Disparition programmée du statut de praticien hospitalier Derrière le « verbiage » se voulant à la pointe du management, le gouvernement annonce en réalité la fin du statut de praticien hospitalier et l’achèvement de la transformation de l’hôpital en entreprise de production de soins.

Dans un contexte de fermeture de maintes structures, le gouvernement propose que les praticiens, non reclassables, perdant leur poste à cause de cette restructuration puissent bénéficier d’une indemnité de départ. C’est le début des licenciements économiques pour les praticiens hospitaliers. Suppression de l’égalité des chances pour le concours de PH Exonération pour certains praticiens de concourir !

Le nombre de places au concours ne sera plus défini à l’avance. Le jury décidera à posteriori. L’allongement du délai de validité du concours est ramené à 3 ans alors que nous avions obtenu une durée de 5 ans!

Qui a osé décider de cela ? Qui a osé bafouer un des fondements de la république permettant à tous de concourir avec des règles prédéfinies et non modifiables à posteriori ? Parallèlement, le gouvernement agit au niveau de la commission européenne pour que soit remise en question la définition du travail.

Il introduit la notion de travail passif qui serait décompté du temps effectif. Ainsi, les astreintes à domicile seraient reconnues comme temps de travail effectif et les gardes sur place ne le seraient plus !!! De même, le repos de sécurité disparaît puisque l’on vous permettrait de travailler 72 h d’affilées ! Curieuse conception de la sécurité sanitaire!

Dans sa logique, le gouvernement introduit la culture du mérite : mais sur quelle base ? Votre salaire comportera une part variable et fixe, la part variable sera déterminée par votre directeur sur des critères de pénibilité, de quantité ou de qualité!

Cela nous inquiète puisque nous nous demandons quelle place et quelle reconnaissance pour le travail des urgentistes pour des patients dont personne ne veut ! Quelle liberté de prescription nous restera – t’il quand nous serons nommés par le directeur et révocables à sa merci ? La journée du 20 janvier prochain est une première étape pour dire non au démantèlement de l’hôpital public, à la précarisation des médecins et à la financiarisation du système de soins.

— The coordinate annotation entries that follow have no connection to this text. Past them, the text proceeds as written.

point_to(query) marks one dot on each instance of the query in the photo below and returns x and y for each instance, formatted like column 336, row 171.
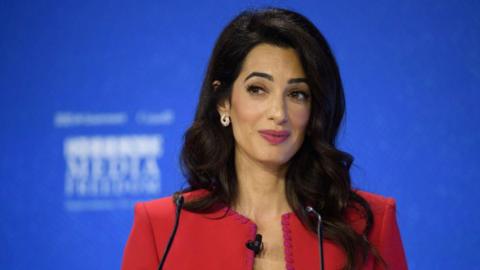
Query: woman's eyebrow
column 260, row 74
column 270, row 77
column 298, row 80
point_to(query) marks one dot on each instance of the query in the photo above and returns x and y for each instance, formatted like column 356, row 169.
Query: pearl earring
column 225, row 120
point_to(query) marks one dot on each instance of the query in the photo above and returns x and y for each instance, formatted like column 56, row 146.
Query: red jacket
column 208, row 241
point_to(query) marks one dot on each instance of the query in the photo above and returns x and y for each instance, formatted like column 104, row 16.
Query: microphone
column 255, row 245
column 312, row 211
column 179, row 204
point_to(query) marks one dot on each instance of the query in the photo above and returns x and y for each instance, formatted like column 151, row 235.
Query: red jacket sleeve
column 390, row 243
column 140, row 251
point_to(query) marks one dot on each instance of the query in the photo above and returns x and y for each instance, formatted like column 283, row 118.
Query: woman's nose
column 278, row 110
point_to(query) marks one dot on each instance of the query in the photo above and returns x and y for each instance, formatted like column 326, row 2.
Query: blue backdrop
column 96, row 95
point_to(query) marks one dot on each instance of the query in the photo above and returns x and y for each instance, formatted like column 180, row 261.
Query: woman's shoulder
column 378, row 203
column 164, row 207
column 382, row 207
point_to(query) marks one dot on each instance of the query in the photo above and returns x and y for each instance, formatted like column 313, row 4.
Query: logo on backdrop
column 106, row 172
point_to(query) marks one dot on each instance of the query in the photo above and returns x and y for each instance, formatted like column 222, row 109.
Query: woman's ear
column 216, row 84
column 223, row 107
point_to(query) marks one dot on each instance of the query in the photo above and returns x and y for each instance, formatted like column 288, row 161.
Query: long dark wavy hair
column 318, row 174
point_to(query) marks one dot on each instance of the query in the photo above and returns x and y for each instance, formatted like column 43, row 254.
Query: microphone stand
column 310, row 210
column 179, row 205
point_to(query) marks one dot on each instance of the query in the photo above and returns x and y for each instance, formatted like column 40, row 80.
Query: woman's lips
column 275, row 136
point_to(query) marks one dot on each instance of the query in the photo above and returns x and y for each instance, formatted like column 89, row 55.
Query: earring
column 225, row 120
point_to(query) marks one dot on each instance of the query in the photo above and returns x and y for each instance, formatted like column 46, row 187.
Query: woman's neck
column 261, row 190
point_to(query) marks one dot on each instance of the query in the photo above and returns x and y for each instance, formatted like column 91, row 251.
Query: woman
column 261, row 149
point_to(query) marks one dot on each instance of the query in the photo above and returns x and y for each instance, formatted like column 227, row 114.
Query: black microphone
column 179, row 205
column 255, row 245
column 310, row 210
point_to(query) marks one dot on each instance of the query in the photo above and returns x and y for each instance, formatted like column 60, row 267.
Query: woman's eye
column 300, row 95
column 255, row 90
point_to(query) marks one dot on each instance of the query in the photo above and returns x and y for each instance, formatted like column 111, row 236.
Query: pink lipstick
column 275, row 136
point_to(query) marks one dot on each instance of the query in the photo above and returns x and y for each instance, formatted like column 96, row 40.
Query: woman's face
column 269, row 106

Elle s’inscrit dans la journée d’action de défense de la fonction publique dont l’hôpital public est un maillon essentiel. Nous exigeons que de véritables négociations soient engagées. Les élections syndicales en juin prochain doivent être l’occasion de soumettre à toutes et à tous la possibilité de prendre position sur son avenir. L’AMUF s’engage pour que notre avenir ne soit pas décidé par une poignée d’idéologues.

PROJET DE PROTOCOLE D’ACCORD

Les signataires du présent protocole confirment leur engagement pour la modernisation de l’hôpital tant de son mode de financement que de son organisation. Cette réforme vise à l’amélioration de la qualité et de l’efficience des établissements et repose sur la responsabilisation des acteurs hospitaliers et, en tout premier lieu, des praticiens hospitaliers. L’adaptation du statut des praticiens hospitaliers est une étape importante de cette modernisation. Il s’agit d’assurer la cohérence entre les différents volets du plan de modernisation de l’hôpital : réforme de l’organisation interne, tarification à l’activité, réforme budgétaire et comptable.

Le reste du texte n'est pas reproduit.